In [1]:
import os
import pdfplumber
import json
import openai
from openai import OpenAI
from dotenv import load_dotenv
load_dotenv()
API_KEY=os.getenv("API_KEY")
openAI_API_KEY=os.getenv("openAI_API_KEY")

## CV

In [9]:

# STEP 1: Load PDF and extract text
def extract_text_from_pdf(file_path):
    with pdfplumber.open(file_path) as pdf:
        return "\n".join([page.extract_text() for page in pdf.pages if page.extract_text()])

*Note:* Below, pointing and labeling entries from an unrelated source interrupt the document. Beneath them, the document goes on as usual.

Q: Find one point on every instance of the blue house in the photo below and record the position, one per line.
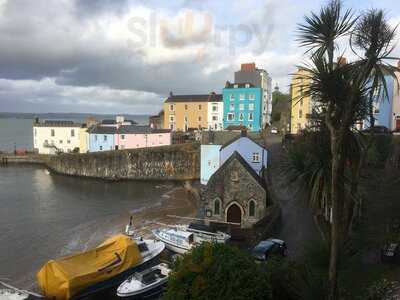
(243, 106)
(101, 138)
(386, 110)
(255, 155)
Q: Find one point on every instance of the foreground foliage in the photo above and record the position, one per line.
(218, 271)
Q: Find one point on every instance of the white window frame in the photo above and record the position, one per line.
(256, 157)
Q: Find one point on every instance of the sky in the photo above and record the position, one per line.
(125, 56)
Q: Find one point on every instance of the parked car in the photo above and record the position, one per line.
(274, 130)
(269, 247)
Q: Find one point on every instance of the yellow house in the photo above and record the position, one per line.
(301, 103)
(184, 112)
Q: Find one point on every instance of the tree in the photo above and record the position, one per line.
(344, 92)
(217, 271)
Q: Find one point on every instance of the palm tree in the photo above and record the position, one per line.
(344, 91)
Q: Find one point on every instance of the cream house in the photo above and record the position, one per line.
(51, 137)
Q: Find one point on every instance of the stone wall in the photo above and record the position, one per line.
(176, 162)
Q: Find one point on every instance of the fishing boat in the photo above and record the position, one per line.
(182, 238)
(87, 273)
(145, 284)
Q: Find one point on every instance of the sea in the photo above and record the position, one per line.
(45, 215)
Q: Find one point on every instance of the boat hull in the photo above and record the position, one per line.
(113, 282)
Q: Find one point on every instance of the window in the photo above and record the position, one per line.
(217, 207)
(252, 208)
(256, 157)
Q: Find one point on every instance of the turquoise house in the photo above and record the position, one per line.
(101, 138)
(242, 106)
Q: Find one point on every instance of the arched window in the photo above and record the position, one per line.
(252, 208)
(217, 206)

# STEP 2: Define JSON schema and prompt
def build_prompt(resume_text):
    json_schema = {
        "name": "",
        "email": "",
        "phone": "",
        "country": "",
        "city": "",
        "summary": "",
        "skills": [
            {
                'specialized skill': "",
                'common skill': ""
            }
        ],
        "experience": [
            {
                "job_title": "",
                "company": "",
                "start_date": "",
                "end_date": "",
                "description": ""
            }
        ],
        "education": [
            {
                "degree": "",
                "institution": "",
                "start_year": "",
                "end_year": ""
            }
        ],
       "enrichment parameters": [
            {
                "Employment Pattern & Progression": "",
                "Company Type & Sector": "",
                "Education Quality & Ranking": "",
                "Skill Demand & Market Relevance": "",
                "Leadership Experience": "",
                "Budget & Project Management": "",
                "International Experience & Mobility": "",
                "Soft Skills from Sales Calls": "",
                "Personality & Behavioral Traits": [
                    {
                    "Openness": "",
                    "Conscientiousness": "",
                    "Extraversion": "",
                    "Agreeableness": "",
                    "Neuroticism": ""
                    }
                ],
                "Future Career Goals (Sales-Inferred)": "",
                "Salary Expectations (Sales-Inferred)": "",
                "JD Enrichment with Implied Preferences": "",
                "Cultural Fit Indicators": ""
            }
        ]
    }

    prompt = f"""
You are an expert resume parser. Convert the resume text below into this JSON format. Fill in all the relevant fields. Leave the enrichment_parameters field empty.
The JSON schema is as follows:

{json.dumps(json_schema, indent=2)}

Resume:
\"\"\"
{resume_text}
\"\"\"
"""
    return prompt

# STEP 3: Call OpenAI API
def call_openai(prompt):
    openai.api_key = openAI_API_KEY
    client= OpenAI(api_key=openAI_API_KEY)
    response = client.chat.completions.create(
        model="gpt-4",
        messages=[{"role": "user", "content": prompt}],
        temperature=0
    )
    return response.choices[0].message.content

# STEP 4: Main function to process all PDFs
def main():
    input_folder = "./sample_CVs"
    output_folder = "./sentiment_CVs"

    # Ensure output folder exists
    os.makedirs(output_folder, exist_ok=True)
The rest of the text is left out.